Irish-American chemist and statistician

Frank Wilcoxon (2 September 1892 – 18 November 1965) was a chemist and statistician, known for the development of several statistical tests.

== Education and career ==
Frank Wilcoxon was born to American parents on September 2nd 1892 in County Cork, Ireland. He grew up in Catskill, New York, but received part of his education in England. In 1917, he graduated from Pennsylvania Military College with a B.Sc. After the First World War, he entered graduate studies, first at Rutgers University, where he was awarded an M.S. in chemistry in 1921, and then at Cornell University, where he obtained a Phd in physical chemistry in 1924.
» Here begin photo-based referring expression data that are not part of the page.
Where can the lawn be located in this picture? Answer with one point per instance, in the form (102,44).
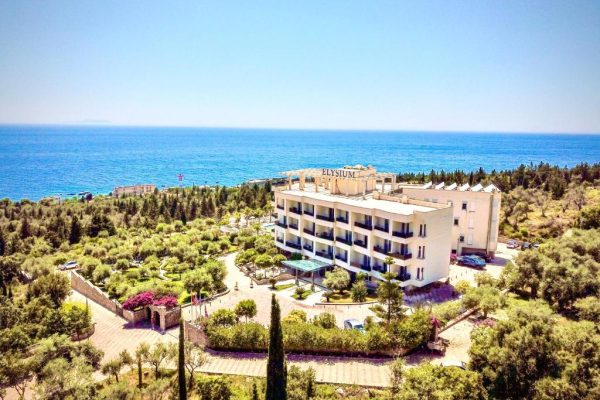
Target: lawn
(346,297)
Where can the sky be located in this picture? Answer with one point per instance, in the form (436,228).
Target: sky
(497,66)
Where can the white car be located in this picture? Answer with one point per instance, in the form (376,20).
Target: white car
(69,265)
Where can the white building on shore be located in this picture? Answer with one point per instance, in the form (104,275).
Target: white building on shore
(351,217)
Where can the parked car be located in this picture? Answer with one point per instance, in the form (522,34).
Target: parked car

Wilcoxon entered a research career, working at the Boyce Thompson Institute for Plant Research from 1925 to 1941. He then moved to the Atlas Powder Company, where he designed and directed the Control Laboratory, before joining the American Cyanamid Company in 1943. During this time, he developed an interest in inferential statistics through the study of Ronald Fisher's 1925 text, Statistical Methods for Research Workers. He retired in 1957 and died on 18 November 1965.

== Research ==
Over his career, Wilcoxon published over 70 papers. His best-known paper contained the two new statistical tests that still bear his name, the Wilcoxon rank-sum test and the Wilcoxon signed-rank test. These are non-parametric alternatives to the unpaired and paired Student's t-tests, respectively.